Liquid templates are a dead end. Shopify's templating language is proprietary. The skills you build don't transfer. You can't use React Server Components, TypeScript, or any modern frontend tooling without going headless (and paying for Shopify Plus at $2,300/month).
You don't own your data. Shopify controls your product catalog, customer data, and order history. Migrating off Shopify means writing export scripts, mapping data, and hoping nothing breaks.
App dependency is expensive. A typical Shopify store runs 5-10 paid apps for features like reviews, email, subscriptions, and SEO. That's $200-500/month in app fees on top of your Shopify plan.
The total cost of running a Shopify store for a year, including subscription, transaction fees, apps, and a premium theme, often lands between $3,000-$15,000 depending on your sales volume. An open source alternative eliminates most of that.
What Makes a Good Open Source Shopify Alternative
Not every open source e-commerce project deserves your attention.
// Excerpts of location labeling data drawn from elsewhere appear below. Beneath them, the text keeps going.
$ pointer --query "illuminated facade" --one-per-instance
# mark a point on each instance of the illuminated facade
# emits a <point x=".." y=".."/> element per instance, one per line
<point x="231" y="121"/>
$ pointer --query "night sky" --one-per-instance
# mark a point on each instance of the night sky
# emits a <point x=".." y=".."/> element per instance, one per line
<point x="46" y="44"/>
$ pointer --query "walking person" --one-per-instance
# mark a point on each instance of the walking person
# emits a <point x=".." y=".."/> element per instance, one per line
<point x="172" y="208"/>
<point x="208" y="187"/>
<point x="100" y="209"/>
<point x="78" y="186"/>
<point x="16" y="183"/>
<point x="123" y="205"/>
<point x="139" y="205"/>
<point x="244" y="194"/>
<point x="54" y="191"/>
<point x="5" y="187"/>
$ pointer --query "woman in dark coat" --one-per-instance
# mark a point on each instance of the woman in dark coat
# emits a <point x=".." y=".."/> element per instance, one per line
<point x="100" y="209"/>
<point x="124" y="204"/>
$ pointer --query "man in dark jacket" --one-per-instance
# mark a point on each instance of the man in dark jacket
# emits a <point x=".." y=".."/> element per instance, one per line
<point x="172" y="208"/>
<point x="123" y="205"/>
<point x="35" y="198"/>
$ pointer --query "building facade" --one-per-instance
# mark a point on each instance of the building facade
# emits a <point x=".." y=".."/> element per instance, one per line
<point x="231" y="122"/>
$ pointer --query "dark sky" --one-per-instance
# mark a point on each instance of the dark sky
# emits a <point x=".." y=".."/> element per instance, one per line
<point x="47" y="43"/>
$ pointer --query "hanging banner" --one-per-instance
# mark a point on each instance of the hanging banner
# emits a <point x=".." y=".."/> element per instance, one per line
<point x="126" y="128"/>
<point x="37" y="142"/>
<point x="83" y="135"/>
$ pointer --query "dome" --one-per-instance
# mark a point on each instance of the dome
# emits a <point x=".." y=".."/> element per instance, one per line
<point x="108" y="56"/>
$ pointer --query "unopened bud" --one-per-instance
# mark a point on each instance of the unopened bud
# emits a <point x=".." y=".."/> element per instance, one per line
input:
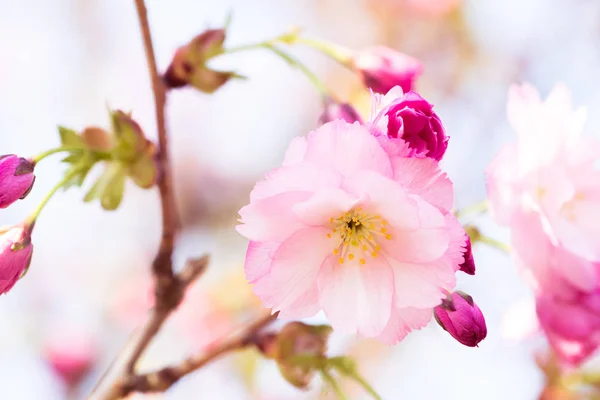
<point x="297" y="349"/>
<point x="15" y="255"/>
<point x="382" y="68"/>
<point x="468" y="264"/>
<point x="71" y="357"/>
<point x="188" y="66"/>
<point x="16" y="179"/>
<point x="461" y="318"/>
<point x="334" y="110"/>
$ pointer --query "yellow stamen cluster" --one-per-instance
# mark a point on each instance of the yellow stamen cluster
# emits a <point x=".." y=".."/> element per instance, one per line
<point x="356" y="232"/>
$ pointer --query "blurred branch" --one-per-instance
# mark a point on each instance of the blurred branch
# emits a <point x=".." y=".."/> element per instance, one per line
<point x="164" y="378"/>
<point x="168" y="290"/>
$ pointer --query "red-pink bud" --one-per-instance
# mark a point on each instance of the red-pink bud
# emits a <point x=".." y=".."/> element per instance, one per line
<point x="468" y="265"/>
<point x="16" y="179"/>
<point x="15" y="255"/>
<point x="382" y="68"/>
<point x="71" y="357"/>
<point x="334" y="110"/>
<point x="461" y="318"/>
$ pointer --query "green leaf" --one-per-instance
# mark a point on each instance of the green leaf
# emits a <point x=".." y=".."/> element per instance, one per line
<point x="130" y="138"/>
<point x="70" y="138"/>
<point x="334" y="385"/>
<point x="112" y="197"/>
<point x="144" y="172"/>
<point x="109" y="187"/>
<point x="347" y="366"/>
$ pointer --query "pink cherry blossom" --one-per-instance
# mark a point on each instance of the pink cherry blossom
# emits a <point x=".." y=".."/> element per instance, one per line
<point x="361" y="232"/>
<point x="382" y="68"/>
<point x="15" y="255"/>
<point x="545" y="188"/>
<point x="16" y="179"/>
<point x="552" y="169"/>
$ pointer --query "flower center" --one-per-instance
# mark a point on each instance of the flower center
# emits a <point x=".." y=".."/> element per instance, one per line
<point x="357" y="234"/>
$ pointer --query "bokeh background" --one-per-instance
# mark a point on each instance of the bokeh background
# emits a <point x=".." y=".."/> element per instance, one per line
<point x="65" y="61"/>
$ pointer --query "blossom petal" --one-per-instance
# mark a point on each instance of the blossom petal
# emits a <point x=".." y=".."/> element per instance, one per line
<point x="297" y="178"/>
<point x="422" y="285"/>
<point x="347" y="149"/>
<point x="402" y="322"/>
<point x="272" y="218"/>
<point x="258" y="259"/>
<point x="423" y="176"/>
<point x="295" y="152"/>
<point x="385" y="196"/>
<point x="294" y="269"/>
<point x="324" y="205"/>
<point x="356" y="298"/>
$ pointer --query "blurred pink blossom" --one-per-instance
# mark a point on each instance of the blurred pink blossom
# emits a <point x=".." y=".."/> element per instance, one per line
<point x="16" y="179"/>
<point x="411" y="118"/>
<point x="545" y="188"/>
<point x="434" y="7"/>
<point x="382" y="68"/>
<point x="15" y="255"/>
<point x="71" y="356"/>
<point x="361" y="232"/>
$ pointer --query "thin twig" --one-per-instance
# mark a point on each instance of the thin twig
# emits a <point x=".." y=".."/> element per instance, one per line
<point x="169" y="292"/>
<point x="164" y="378"/>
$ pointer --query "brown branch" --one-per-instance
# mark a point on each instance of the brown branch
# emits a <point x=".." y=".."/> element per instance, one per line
<point x="164" y="378"/>
<point x="169" y="291"/>
<point x="159" y="314"/>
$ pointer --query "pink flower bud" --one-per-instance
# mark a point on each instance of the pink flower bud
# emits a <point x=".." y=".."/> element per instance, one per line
<point x="382" y="68"/>
<point x="15" y="255"/>
<point x="16" y="179"/>
<point x="468" y="265"/>
<point x="461" y="318"/>
<point x="334" y="110"/>
<point x="71" y="357"/>
<point x="412" y="119"/>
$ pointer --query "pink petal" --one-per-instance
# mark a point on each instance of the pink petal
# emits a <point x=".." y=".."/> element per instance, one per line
<point x="422" y="285"/>
<point x="258" y="259"/>
<point x="295" y="152"/>
<point x="272" y="218"/>
<point x="356" y="298"/>
<point x="294" y="269"/>
<point x="347" y="148"/>
<point x="386" y="197"/>
<point x="324" y="205"/>
<point x="428" y="243"/>
<point x="419" y="246"/>
<point x="305" y="306"/>
<point x="422" y="176"/>
<point x="295" y="178"/>
<point x="402" y="322"/>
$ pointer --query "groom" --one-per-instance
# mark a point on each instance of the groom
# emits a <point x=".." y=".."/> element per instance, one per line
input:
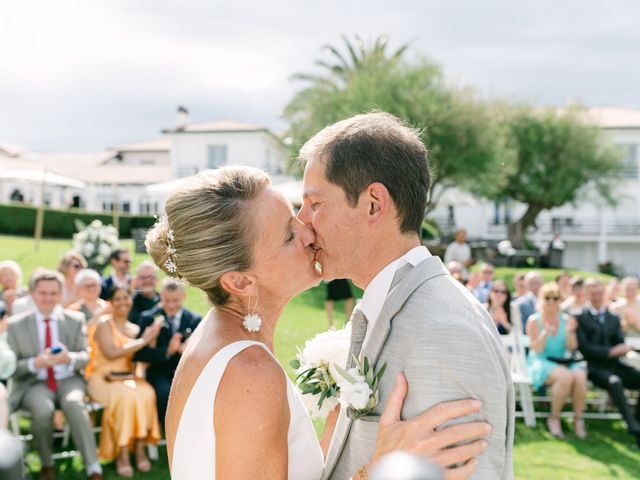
<point x="366" y="183"/>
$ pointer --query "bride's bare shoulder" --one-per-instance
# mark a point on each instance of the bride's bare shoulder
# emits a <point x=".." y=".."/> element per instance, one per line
<point x="252" y="379"/>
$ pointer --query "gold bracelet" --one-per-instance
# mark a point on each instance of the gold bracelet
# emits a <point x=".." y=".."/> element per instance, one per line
<point x="362" y="474"/>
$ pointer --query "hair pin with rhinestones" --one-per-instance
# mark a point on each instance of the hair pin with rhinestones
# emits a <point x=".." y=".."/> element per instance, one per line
<point x="171" y="263"/>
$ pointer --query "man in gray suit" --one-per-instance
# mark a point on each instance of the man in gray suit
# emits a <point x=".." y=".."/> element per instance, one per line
<point x="51" y="349"/>
<point x="366" y="184"/>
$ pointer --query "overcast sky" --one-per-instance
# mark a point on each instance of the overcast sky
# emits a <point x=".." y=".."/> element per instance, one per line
<point x="89" y="74"/>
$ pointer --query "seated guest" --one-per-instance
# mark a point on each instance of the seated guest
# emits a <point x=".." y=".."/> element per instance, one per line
<point x="163" y="357"/>
<point x="482" y="289"/>
<point x="48" y="371"/>
<point x="553" y="340"/>
<point x="577" y="301"/>
<point x="145" y="295"/>
<point x="519" y="285"/>
<point x="130" y="418"/>
<point x="499" y="308"/>
<point x="612" y="291"/>
<point x="628" y="307"/>
<point x="120" y="260"/>
<point x="7" y="367"/>
<point x="88" y="284"/>
<point x="11" y="287"/>
<point x="70" y="264"/>
<point x="564" y="283"/>
<point x="528" y="302"/>
<point x="601" y="342"/>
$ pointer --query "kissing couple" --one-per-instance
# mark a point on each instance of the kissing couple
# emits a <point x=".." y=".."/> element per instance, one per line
<point x="233" y="413"/>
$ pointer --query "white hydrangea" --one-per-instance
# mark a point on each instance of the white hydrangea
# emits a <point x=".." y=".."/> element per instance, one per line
<point x="326" y="349"/>
<point x="88" y="249"/>
<point x="355" y="395"/>
<point x="104" y="250"/>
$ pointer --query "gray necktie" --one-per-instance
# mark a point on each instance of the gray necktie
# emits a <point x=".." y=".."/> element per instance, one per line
<point x="358" y="332"/>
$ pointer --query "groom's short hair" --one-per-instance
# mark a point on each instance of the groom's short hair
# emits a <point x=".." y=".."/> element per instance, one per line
<point x="376" y="147"/>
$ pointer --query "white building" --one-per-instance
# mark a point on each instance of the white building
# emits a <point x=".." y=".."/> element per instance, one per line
<point x="120" y="175"/>
<point x="593" y="233"/>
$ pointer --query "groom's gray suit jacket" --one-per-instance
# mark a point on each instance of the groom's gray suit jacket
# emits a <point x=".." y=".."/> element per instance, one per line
<point x="435" y="331"/>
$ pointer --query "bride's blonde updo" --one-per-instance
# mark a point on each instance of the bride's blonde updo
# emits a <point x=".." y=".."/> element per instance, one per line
<point x="208" y="228"/>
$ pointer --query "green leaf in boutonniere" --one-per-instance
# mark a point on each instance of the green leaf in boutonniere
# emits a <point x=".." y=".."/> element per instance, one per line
<point x="359" y="387"/>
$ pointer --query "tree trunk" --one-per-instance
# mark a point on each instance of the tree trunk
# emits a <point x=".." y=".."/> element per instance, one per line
<point x="518" y="229"/>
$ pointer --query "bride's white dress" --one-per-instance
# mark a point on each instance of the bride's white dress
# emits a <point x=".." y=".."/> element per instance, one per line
<point x="194" y="448"/>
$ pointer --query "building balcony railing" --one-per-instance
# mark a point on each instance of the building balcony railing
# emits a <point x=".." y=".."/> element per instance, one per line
<point x="590" y="226"/>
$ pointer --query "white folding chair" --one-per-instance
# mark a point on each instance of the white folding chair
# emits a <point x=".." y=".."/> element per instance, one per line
<point x="515" y="344"/>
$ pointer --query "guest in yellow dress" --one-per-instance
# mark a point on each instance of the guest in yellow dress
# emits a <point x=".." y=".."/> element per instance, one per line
<point x="130" y="418"/>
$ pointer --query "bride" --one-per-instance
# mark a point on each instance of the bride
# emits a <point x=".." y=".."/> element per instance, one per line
<point x="233" y="413"/>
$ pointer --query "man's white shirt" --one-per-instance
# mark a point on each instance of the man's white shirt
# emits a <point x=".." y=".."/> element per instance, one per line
<point x="60" y="371"/>
<point x="376" y="293"/>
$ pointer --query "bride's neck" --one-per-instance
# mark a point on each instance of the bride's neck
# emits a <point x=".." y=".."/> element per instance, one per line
<point x="269" y="313"/>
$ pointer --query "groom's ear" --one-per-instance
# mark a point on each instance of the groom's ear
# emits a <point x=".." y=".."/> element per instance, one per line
<point x="378" y="201"/>
<point x="238" y="283"/>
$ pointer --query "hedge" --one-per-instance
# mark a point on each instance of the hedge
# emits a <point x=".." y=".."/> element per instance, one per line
<point x="21" y="220"/>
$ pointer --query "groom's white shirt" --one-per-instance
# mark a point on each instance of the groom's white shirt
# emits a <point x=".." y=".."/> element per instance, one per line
<point x="376" y="293"/>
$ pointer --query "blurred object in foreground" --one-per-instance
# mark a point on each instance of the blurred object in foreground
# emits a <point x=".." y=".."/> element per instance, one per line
<point x="405" y="466"/>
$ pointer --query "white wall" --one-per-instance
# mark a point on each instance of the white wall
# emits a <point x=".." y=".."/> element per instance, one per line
<point x="256" y="149"/>
<point x="137" y="158"/>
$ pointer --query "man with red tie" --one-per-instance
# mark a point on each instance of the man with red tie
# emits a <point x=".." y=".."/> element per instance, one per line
<point x="51" y="349"/>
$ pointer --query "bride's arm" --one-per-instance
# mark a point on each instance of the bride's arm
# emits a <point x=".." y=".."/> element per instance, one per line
<point x="251" y="418"/>
<point x="422" y="435"/>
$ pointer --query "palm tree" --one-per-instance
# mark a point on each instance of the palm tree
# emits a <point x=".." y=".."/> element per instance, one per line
<point x="358" y="56"/>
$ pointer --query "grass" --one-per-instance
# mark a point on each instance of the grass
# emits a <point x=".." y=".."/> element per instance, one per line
<point x="607" y="454"/>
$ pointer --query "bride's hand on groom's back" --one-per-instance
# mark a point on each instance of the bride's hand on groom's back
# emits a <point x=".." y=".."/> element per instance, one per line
<point x="419" y="435"/>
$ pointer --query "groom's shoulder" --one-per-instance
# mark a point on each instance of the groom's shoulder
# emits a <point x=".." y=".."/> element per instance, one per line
<point x="442" y="301"/>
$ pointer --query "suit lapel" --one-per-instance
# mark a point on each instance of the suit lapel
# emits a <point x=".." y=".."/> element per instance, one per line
<point x="406" y="280"/>
<point x="34" y="336"/>
<point x="63" y="330"/>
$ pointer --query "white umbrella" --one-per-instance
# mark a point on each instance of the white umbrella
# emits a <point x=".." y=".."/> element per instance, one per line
<point x="165" y="188"/>
<point x="42" y="178"/>
<point x="290" y="188"/>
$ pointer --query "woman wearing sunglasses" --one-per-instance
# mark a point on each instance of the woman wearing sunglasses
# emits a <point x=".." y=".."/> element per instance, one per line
<point x="550" y="361"/>
<point x="498" y="306"/>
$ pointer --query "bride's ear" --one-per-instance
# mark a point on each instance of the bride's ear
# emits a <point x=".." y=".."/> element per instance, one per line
<point x="239" y="284"/>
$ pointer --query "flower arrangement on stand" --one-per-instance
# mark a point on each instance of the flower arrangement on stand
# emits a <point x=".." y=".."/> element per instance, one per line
<point x="95" y="242"/>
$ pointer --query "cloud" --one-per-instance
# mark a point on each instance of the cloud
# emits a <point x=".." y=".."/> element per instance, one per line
<point x="79" y="74"/>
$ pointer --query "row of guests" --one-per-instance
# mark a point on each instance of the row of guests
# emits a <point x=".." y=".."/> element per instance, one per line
<point x="15" y="299"/>
<point x="44" y="380"/>
<point x="598" y="335"/>
<point x="588" y="320"/>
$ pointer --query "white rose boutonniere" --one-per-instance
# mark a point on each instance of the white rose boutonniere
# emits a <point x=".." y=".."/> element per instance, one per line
<point x="358" y="386"/>
<point x="315" y="367"/>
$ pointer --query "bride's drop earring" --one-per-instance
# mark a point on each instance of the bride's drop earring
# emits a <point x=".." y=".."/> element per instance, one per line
<point x="252" y="321"/>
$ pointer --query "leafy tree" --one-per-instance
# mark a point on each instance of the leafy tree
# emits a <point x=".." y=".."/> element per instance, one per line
<point x="559" y="158"/>
<point x="465" y="144"/>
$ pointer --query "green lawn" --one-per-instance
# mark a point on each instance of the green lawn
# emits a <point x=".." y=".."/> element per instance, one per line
<point x="607" y="454"/>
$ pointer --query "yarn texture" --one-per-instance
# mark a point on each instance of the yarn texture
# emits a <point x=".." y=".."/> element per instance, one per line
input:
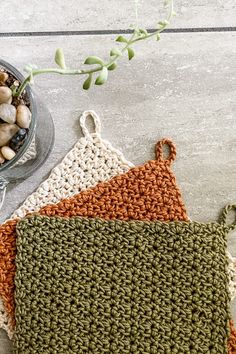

Many are abandoned after the initial commit, or technically open source but practically unusable without a paid cloud service. Here's what we look for:
| Criteria | Why It Matters |
|---|---|
| Active maintenance | Last commit within 30 days, responsive issues |
| Modern tech stack | TypeScript, React/Next.js, modern tooling |
| Payment processing | Stripe or equivalent built-in, not "BYO payments" |
| Self-host option | You can deploy to your own infrastructure |
| Production-ready | Real stores run on it today, not just demos |
| Documentation | Setup guides that actually work |
Quick Comparison
| Platform | Language | Database | Payments | Self-Host | Managed Option | Learning Curve | Best For |
|---|---|---|---|---|---|---|---|
| Your Next Store | TypeScript | PostgreSQL (managed) / None (OS) | Stripe + Connect | Yes | Yes ($0-360/mo) | Low | Fast launch, AI builder |
| Medusa | TypeScript | PostgreSQL | Stripe, PayPal | Yes | Yes (Medusa Cloud) | Medium | Full backend ownership |
| Saleor | Python/TS | PostgreSQL | Multiple | Yes | Yes (Saleor Cloud) | High | Enterprise, multi-channel |
| WooCommerce | PHP | MySQL | WooPayments, Stripe | Yes | WordPress hosts | Medium | WordPress ecosystem |
| Vendure | TypeScript | PostgreSQL/MySQL | Stripe, Mollie | Yes | No | Medium | Clean headless API |
| Payload CMS | TypeScript | PostgreSQL/MongoDB | Stripe | Yes | Yes (Payload Cloud) | Medium | Content-heavy stores |
| Spree Commerce | Ruby | PostgreSQL | Stripe, Braintree | Yes | No | Medium | Multi-vendor marketplaces |
The Best Open Source Shopify Alternatives
1. Your Next Store
Best for: Developers who want a modern stack without weeks of setup, and founders who want an AI-built store.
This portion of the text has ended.